Ma double vie de pâtissière infidèle : l’exhib secrète avec mon amant

J’ai dit à Jérémie que je sortais faire des courses pour la pâtisserie. ‘Besoin de farine et de fruits frais, chéri. La boutique ferme tôt aujourd’hui.’ Il a hoché la tête, les mains dans la pâte, sans se douter de rien. Mon cœur battait la chamade. J’ai retiré mon alliance, l’ai glissée au fond de mon soutif, entre mes gros seins. La peau me picotait là où l’anneau avait laissé sa marque. J’ai enfilé un paréo transparent par-dessus mon bikini string, mes nichons lourds qui pointaient déjà. Direction la plage naturiste, à 20 minutes. Albert m’attendait, mon client régulier, ce divorcé mûr qui me matait au salon de thé.

On s’est retrouvés derrière les dunes, là où l’herbe sauvage sent le sel et la mer. Le bruit des vagues, incessant, couvre tout. Il était là, torse nu, son ventre un peu bedonnant mais sa queue déjà dure sous son short. ‘Putain, Cynthia, t’es une salope en chaleur. Ton mari sait pas ce qu’il rate.’ J’ai ri nerveusement, jetant des regards autour. Peur que quelqu’un nous reconnaisse. ‘Chut… Si on se fait griller, c’est la ruine.’ Mais l’adrénaline me mouillait déjà entre les cuisses.

L’alibi parfait et le rendez-vous interdit

On s’est déshabillés vite. Mes seins ont jailli, lourds, les tétons durs comme des cailloux sous le vent frais. Il m’a chopée par la taille, ses mains rugueuses d’homme mûr sur ma peau douce. Odeur de sa transpiration musquée, mêlée à l’iode. ‘À genoux, suce-moi.’ J’ai obéi, sa bite épaisse, veineuse, sortie en un clin d’œil. Goût salé, un peu amer, corps étranger qui m’emplit la bouche. Glouglou, mes lèvres qui claquent, sa main dans mes cheveux blonds. ‘Ouais, avale-la, pâtissière cochonne. T’aimes tromper ton mec ?’ ‘Mmmh… Oui… Hésite pas, baise-moi la gueule.’

Il m’a relevée, m’a plaquée contre le sable tiède. Levrette, comme une chienne. Sa queue a forcé mon entrée, trempée, béante d’envie. Sensation de plénitude brute, sa peau ridée qui claque contre mes fesses charnues. Bruits humides, slap slap, mes seins qui ballottent violemment, frottent le sol rugueux. ‘T’es plus serrée que ta chatte de jeune mariée !’ ‘Défonce-moi, Albert… Plus fort… Oh putain, j’vais jouir !’ J’entendais des voix au loin, des voyeurs peut-être. La peur décuple tout, mon clito pulse, explosion orgasmique qui me fait couiner comme une pute. Il pue la sueur, son ventre contre mon dos, et je kiffe ce danger.

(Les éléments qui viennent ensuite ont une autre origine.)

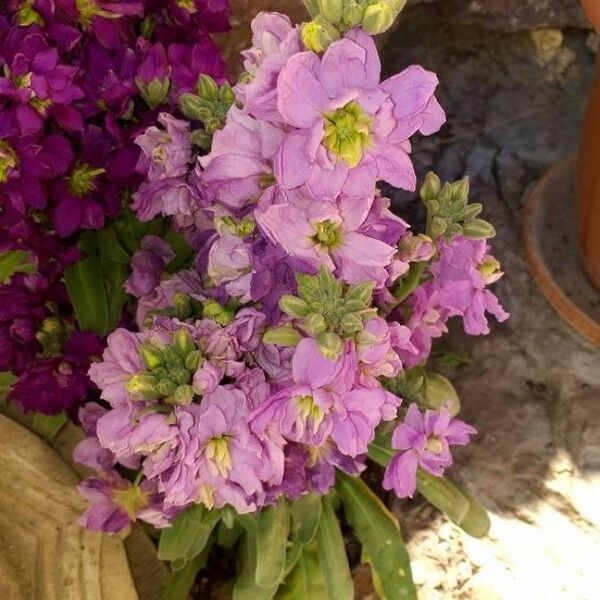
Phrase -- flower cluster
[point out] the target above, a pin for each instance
(79, 81)
(258, 370)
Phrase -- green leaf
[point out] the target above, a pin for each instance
(272, 527)
(110, 246)
(180, 582)
(305, 582)
(188, 535)
(379, 533)
(306, 515)
(460, 507)
(14, 261)
(48, 426)
(332, 556)
(87, 293)
(246, 586)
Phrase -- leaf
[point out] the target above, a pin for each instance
(110, 246)
(272, 527)
(306, 515)
(459, 506)
(180, 582)
(87, 293)
(332, 556)
(246, 586)
(48, 426)
(305, 582)
(188, 535)
(379, 533)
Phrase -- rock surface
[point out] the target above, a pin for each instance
(532, 389)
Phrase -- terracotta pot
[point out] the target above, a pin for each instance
(588, 170)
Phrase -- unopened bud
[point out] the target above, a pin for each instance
(319, 34)
(293, 306)
(330, 345)
(378, 18)
(207, 88)
(331, 9)
(478, 229)
(282, 336)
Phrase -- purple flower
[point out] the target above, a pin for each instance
(425, 441)
(329, 234)
(148, 264)
(274, 41)
(350, 130)
(166, 153)
(238, 168)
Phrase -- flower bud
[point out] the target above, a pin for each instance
(330, 344)
(378, 18)
(293, 306)
(352, 14)
(315, 323)
(184, 342)
(151, 355)
(318, 34)
(331, 9)
(166, 387)
(478, 229)
(431, 188)
(207, 88)
(282, 336)
(143, 386)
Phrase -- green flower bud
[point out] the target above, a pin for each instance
(166, 387)
(183, 395)
(293, 306)
(330, 344)
(319, 34)
(331, 9)
(431, 188)
(478, 229)
(195, 108)
(352, 15)
(378, 18)
(151, 355)
(282, 336)
(193, 360)
(180, 375)
(184, 342)
(315, 323)
(351, 323)
(220, 314)
(143, 386)
(207, 88)
(155, 92)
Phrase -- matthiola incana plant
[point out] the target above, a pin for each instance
(278, 315)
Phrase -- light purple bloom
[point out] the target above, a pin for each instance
(425, 442)
(350, 130)
(329, 234)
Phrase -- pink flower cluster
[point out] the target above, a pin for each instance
(258, 370)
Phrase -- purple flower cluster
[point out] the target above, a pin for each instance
(259, 370)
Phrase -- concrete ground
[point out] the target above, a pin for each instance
(532, 388)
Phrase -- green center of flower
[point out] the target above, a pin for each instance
(8, 160)
(28, 16)
(328, 234)
(347, 132)
(217, 452)
(82, 179)
(309, 411)
(169, 371)
(434, 445)
(131, 500)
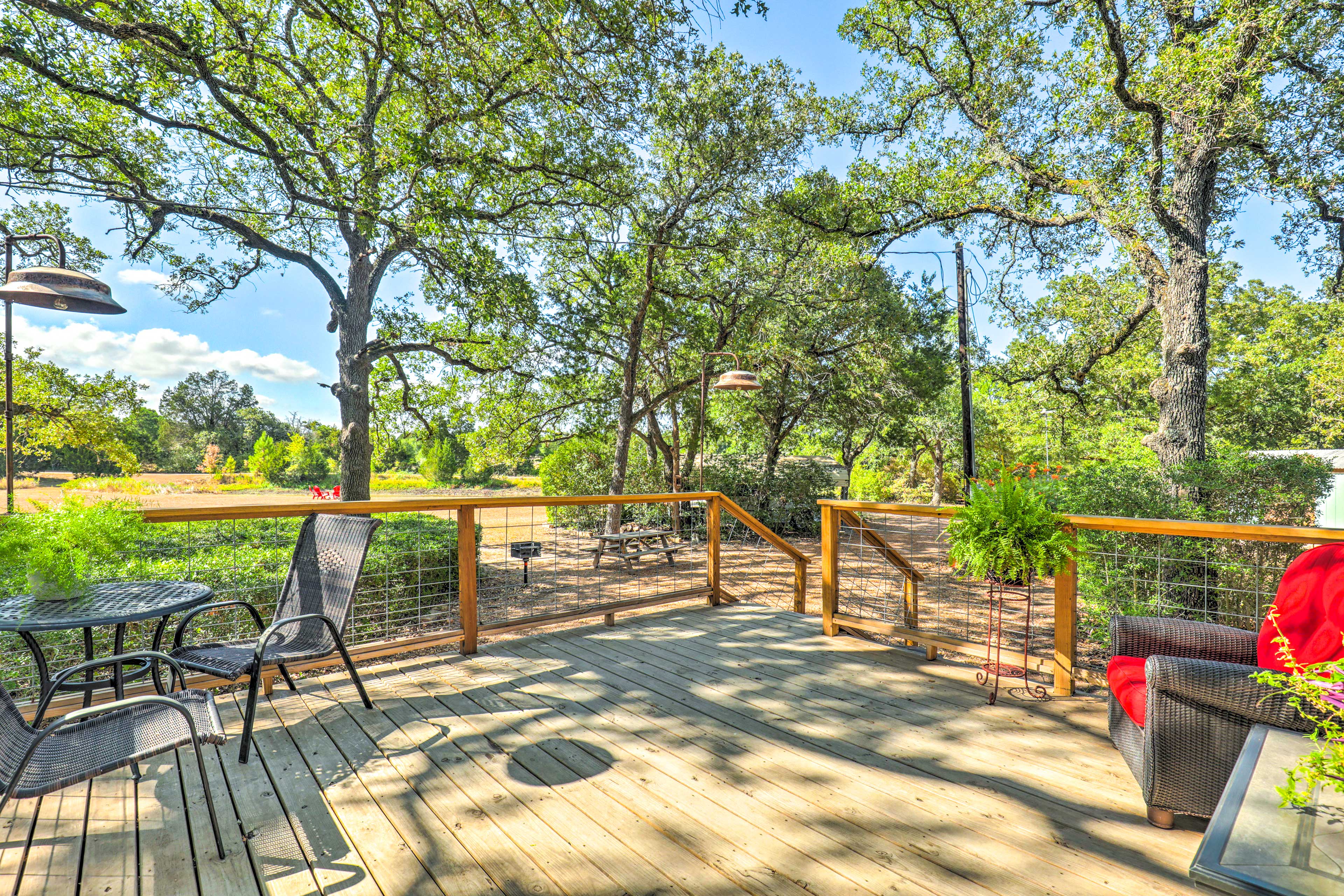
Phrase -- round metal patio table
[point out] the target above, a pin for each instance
(112, 604)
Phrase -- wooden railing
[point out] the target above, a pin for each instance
(467, 514)
(1062, 665)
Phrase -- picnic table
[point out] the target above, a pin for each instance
(619, 543)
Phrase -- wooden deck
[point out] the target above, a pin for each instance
(695, 751)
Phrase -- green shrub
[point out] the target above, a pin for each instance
(268, 458)
(872, 485)
(306, 461)
(443, 458)
(1007, 531)
(61, 546)
(582, 465)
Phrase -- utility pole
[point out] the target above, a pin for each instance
(968, 433)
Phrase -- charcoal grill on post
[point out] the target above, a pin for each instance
(525, 551)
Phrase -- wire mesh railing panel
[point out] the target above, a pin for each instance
(1222, 581)
(537, 562)
(409, 586)
(873, 585)
(750, 567)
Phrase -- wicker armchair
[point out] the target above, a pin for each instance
(86, 743)
(311, 616)
(1182, 696)
(1199, 705)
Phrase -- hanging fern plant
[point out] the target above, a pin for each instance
(1007, 532)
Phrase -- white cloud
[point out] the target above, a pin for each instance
(143, 276)
(155, 354)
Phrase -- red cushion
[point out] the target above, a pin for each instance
(1311, 610)
(1126, 676)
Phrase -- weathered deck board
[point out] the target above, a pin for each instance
(697, 751)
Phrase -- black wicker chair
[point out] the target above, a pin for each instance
(1199, 706)
(311, 617)
(92, 742)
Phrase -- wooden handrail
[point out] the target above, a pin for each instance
(1189, 528)
(763, 530)
(400, 506)
(875, 540)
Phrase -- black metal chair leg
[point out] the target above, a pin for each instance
(210, 800)
(249, 715)
(354, 673)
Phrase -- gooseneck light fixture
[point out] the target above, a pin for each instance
(57, 288)
(729, 381)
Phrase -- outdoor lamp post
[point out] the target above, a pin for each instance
(729, 381)
(56, 288)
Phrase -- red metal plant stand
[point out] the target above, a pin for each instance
(994, 667)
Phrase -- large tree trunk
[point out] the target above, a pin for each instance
(630, 386)
(937, 455)
(353, 387)
(1182, 391)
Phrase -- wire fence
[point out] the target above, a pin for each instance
(873, 585)
(409, 586)
(539, 561)
(531, 562)
(1214, 580)
(1224, 581)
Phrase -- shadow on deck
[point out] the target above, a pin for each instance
(691, 751)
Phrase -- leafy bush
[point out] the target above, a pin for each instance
(211, 460)
(306, 461)
(872, 485)
(785, 500)
(1318, 692)
(443, 458)
(582, 465)
(61, 545)
(1007, 531)
(268, 458)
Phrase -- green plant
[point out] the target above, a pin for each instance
(59, 545)
(443, 458)
(1007, 531)
(1318, 692)
(872, 485)
(306, 461)
(269, 458)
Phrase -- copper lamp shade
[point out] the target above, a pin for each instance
(741, 381)
(61, 289)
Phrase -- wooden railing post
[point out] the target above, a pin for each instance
(467, 575)
(830, 569)
(712, 524)
(1066, 628)
(800, 586)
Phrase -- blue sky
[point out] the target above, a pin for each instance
(272, 331)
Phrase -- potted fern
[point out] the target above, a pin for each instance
(1007, 532)
(54, 547)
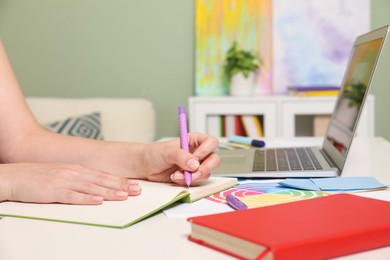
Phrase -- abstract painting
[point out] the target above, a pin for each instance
(312, 40)
(218, 24)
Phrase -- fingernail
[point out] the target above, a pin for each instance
(97, 198)
(178, 176)
(134, 188)
(121, 193)
(132, 182)
(193, 164)
(195, 175)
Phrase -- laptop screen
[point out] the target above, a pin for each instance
(353, 92)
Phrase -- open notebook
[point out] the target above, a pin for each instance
(118, 214)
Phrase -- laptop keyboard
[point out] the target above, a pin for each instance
(285, 159)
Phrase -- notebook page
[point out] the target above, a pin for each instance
(153, 197)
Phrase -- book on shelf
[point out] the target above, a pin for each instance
(233, 125)
(313, 91)
(118, 214)
(215, 125)
(252, 125)
(318, 228)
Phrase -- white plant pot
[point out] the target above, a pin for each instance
(241, 86)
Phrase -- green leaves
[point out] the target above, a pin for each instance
(240, 61)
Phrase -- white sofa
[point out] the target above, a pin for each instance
(122, 119)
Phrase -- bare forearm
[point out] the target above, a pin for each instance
(121, 159)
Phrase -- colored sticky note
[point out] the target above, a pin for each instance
(334, 184)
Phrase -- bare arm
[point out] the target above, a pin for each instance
(23, 140)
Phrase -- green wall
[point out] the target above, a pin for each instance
(124, 48)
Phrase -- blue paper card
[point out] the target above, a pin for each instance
(334, 184)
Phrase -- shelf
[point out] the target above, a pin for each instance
(281, 116)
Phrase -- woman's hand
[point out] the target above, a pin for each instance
(165, 161)
(62, 183)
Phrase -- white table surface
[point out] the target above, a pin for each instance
(158, 237)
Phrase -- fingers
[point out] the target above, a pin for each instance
(202, 173)
(109, 186)
(202, 145)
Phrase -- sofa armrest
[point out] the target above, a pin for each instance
(123, 119)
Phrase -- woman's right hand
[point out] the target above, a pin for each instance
(62, 183)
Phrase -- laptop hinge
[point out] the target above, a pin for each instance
(328, 159)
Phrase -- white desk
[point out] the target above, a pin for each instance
(156, 237)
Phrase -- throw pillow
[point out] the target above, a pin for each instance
(86, 126)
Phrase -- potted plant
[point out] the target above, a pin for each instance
(240, 69)
(354, 92)
(349, 106)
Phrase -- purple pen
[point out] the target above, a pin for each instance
(184, 139)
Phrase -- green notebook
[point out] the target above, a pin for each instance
(118, 214)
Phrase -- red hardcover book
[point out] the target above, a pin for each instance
(318, 228)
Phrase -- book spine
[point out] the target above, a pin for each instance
(252, 126)
(214, 125)
(330, 247)
(314, 93)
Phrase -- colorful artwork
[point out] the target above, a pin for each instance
(261, 193)
(218, 24)
(312, 40)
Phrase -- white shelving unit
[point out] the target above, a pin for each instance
(281, 114)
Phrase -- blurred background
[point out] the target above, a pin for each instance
(127, 48)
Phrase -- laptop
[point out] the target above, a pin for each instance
(329, 159)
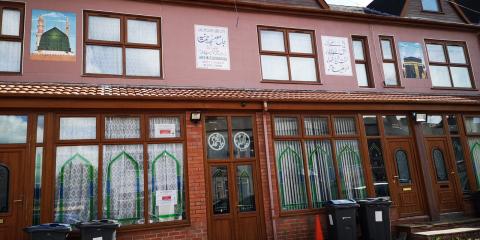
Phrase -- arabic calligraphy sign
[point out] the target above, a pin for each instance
(212, 49)
(336, 56)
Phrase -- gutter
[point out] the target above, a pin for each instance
(269, 169)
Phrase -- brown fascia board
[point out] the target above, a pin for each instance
(322, 13)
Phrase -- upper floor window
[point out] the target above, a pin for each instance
(362, 61)
(449, 64)
(390, 65)
(122, 45)
(431, 5)
(11, 37)
(288, 55)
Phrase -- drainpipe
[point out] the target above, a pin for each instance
(269, 168)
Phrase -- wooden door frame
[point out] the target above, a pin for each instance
(228, 162)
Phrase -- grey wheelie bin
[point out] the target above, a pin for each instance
(49, 231)
(342, 219)
(98, 229)
(375, 219)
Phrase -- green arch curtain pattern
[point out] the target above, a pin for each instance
(123, 183)
(166, 188)
(291, 175)
(474, 143)
(76, 184)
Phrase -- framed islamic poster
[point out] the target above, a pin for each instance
(53, 36)
(413, 62)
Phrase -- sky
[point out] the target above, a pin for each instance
(361, 3)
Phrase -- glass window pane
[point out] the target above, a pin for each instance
(11, 53)
(461, 164)
(371, 125)
(440, 76)
(217, 138)
(452, 124)
(316, 126)
(4, 188)
(13, 129)
(461, 77)
(40, 128)
(387, 50)
(122, 127)
(472, 125)
(300, 42)
(456, 54)
(143, 62)
(144, 32)
(37, 189)
(380, 179)
(440, 168)
(291, 175)
(165, 127)
(123, 183)
(272, 41)
(350, 167)
(303, 69)
(403, 170)
(274, 67)
(286, 126)
(358, 50)
(103, 60)
(11, 22)
(390, 74)
(362, 77)
(166, 182)
(321, 172)
(396, 125)
(245, 189)
(220, 194)
(243, 138)
(433, 125)
(78, 128)
(436, 53)
(103, 28)
(345, 126)
(76, 184)
(430, 5)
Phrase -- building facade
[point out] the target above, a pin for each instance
(221, 119)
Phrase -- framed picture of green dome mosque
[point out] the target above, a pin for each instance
(53, 36)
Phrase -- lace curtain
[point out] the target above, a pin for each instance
(166, 187)
(76, 184)
(291, 175)
(11, 53)
(123, 183)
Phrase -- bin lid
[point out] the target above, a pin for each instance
(380, 201)
(49, 227)
(104, 223)
(341, 203)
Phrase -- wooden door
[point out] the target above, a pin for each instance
(11, 195)
(234, 201)
(443, 175)
(406, 191)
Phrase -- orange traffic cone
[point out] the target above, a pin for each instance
(318, 228)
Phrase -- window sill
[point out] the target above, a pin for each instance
(291, 82)
(88, 75)
(454, 88)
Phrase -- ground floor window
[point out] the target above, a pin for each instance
(317, 159)
(127, 168)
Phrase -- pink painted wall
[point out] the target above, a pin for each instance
(179, 50)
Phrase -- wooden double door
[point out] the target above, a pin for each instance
(11, 193)
(234, 196)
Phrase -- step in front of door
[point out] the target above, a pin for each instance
(454, 233)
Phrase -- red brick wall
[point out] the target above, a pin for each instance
(196, 185)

La baise sauvage derrière les dunes et le retour à la maison

On a changé, je l’ai chevauché, croupe offerte aux regards invisibles. Mes jus coulent sur ses couilles poilues. Il me pince les tétons, tire dessus, douleur-plaisir. ‘Regarde, y’a du monde qui mate !’ Deux silhouettes en retrait, excités. L’exhib me rend folle. Il me retourne, me pénètre à nouveau, ses grognements animaux. ‘J’vais te remplir, salope !’ Jet chaud, épais, qui gicle au fond, odeur de sperme frais qui monte. Je tremble, vidée, comblée par ce corps étranger.

On s’est rhabillés en vitesse, sable partout, sperme qui coule encore le long de mes cuisses. ‘À la prochaine, ma pâtissière infidèle.’ Je file, paréo taché discrètement. Chez moi, Jérémie range la caisse. Je remets l’alliance, sourire modèle. ‘T’as trouvé la farine ?’ ‘Oui, chéri, tout ce qu’il faut.’ Bisou sur la joue, son odeur familière, fade. Dedans, je sens encore Albert, son foutre qui sèche. Le mensonge parfait. Demain, salon de thé, je lui sourirai innocemment. Ma double vie, mon secret brûlant.